What exactly is it that we are looking for? More precisely, what planetary characteristics are necessary to be considered a twin of Earth? Let’s start with the characteristics of Kepler-186f to see how it almost-but-not-quite qualifies.
The name itself tells you that this is a discovery of the Kepler Space Telescope, dedicated to finding planets around other stars by the dimming of those stars’ light when the planet passes in front of them. Here’s how that works.
Astronomers can deduce a surprising amount of information about a star from a detailed study of its light. We know how big it is and how hot. From an analysis of the planetary transit light curve, we can determine the orbital period of the planet and its size. Put all of this together, and what do we know about Kepler-186f?

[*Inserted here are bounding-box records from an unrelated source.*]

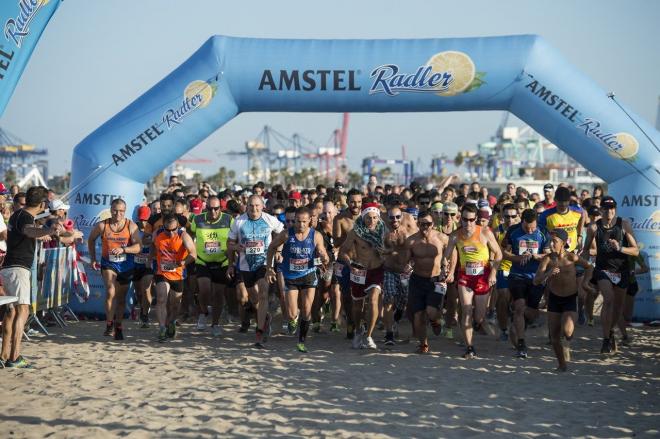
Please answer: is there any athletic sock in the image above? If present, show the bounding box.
[298,317,309,343]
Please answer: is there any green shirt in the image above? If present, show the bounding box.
[190,212,233,267]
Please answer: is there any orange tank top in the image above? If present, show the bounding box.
[101,219,131,259]
[154,228,188,280]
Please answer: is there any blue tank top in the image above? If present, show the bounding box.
[280,228,316,279]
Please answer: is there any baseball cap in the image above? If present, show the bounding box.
[48,199,71,212]
[442,201,458,213]
[589,206,601,216]
[138,206,151,221]
[600,195,616,209]
[550,229,568,248]
[190,198,204,215]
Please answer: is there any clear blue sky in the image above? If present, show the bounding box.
[0,0,660,175]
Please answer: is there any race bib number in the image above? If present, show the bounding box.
[518,241,539,256]
[351,267,367,285]
[160,261,178,273]
[245,241,265,255]
[204,241,220,255]
[603,270,621,285]
[108,253,126,262]
[289,259,309,271]
[465,262,484,276]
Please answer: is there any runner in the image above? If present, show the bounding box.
[339,203,385,349]
[151,213,197,343]
[190,195,233,337]
[87,198,142,340]
[503,209,552,358]
[523,230,593,372]
[227,195,284,348]
[403,210,456,354]
[383,207,411,346]
[585,196,639,354]
[443,204,502,358]
[266,207,330,353]
[133,206,154,329]
[495,203,520,341]
[332,189,362,339]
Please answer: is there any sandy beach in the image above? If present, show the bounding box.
[0,314,660,438]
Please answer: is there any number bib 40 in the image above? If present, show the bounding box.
[351,268,367,285]
[465,262,484,276]
[245,241,265,255]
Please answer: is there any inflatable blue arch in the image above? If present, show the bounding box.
[70,35,660,319]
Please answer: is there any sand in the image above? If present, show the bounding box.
[0,314,660,439]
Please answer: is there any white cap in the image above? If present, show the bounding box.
[48,199,71,212]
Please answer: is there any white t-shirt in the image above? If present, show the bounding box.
[228,213,284,271]
[0,215,7,252]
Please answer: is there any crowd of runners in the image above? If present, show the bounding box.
[88,178,648,371]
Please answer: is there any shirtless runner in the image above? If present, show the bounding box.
[339,203,385,349]
[534,228,593,372]
[405,211,456,354]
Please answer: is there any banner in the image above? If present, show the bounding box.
[0,0,61,116]
[69,35,660,317]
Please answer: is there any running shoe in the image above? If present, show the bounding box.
[5,355,32,369]
[610,332,619,354]
[430,320,442,335]
[360,337,378,349]
[197,314,206,331]
[578,308,587,326]
[158,326,167,343]
[463,346,477,360]
[287,319,298,335]
[167,322,176,338]
[600,338,612,354]
[352,334,362,349]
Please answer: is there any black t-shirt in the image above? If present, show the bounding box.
[4,209,37,270]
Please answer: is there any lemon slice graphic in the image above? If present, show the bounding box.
[610,133,639,160]
[183,80,213,108]
[426,50,476,96]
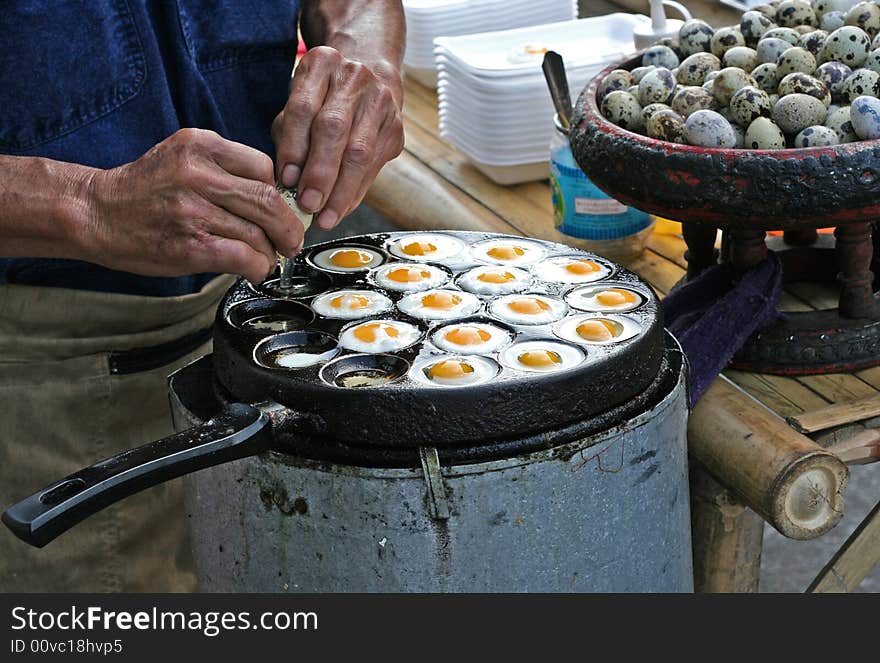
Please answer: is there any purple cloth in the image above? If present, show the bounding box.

It is only slightly larger (10%) than Earth, and just close enough to its host star for surface temperatures to fall in the temperature range allowing water to exist as a liquid (0 to 100 degrees Celsius). The host star itself is much smaller and dimmer than our Sun, so the planet must orbit much closer to its star than does the Earth to find this warmth.
Therein lies a key difference between this planet and our own: the host star is not Sun-like. It is smaller, dimmer, and redder. The close-in orbit leaves this planet more vulnerable to stellar flares, and if the planet were just a little closer, tidal interactions with the star would lock it into an orbit where one side would always be facing the star. A planet with one side in perpetual frozen night and the other always in hot daytime is hardly another Earth.
The search for Earth 2.0 is of course also a search for Earth-like life, or at least for a planet where life as we know it could arise. A small dim star is much more long-lived than our Sun, so life would have a longer time period to emerge, take hold, and evolve. That much is a positive.
Is there liquid water on the surface of Kepler-186f? That would require the planet to have an atmospheric blanket for protection. We don’t know if the planet has such an atmosphere, and it is too far away (500 light years) to be able to determine that. The planet’s size is such that it almost certainly has a rocky surface instead of being a gas giant like Jupiter, so we can’t rule out the possibility of lakes and oceans of water.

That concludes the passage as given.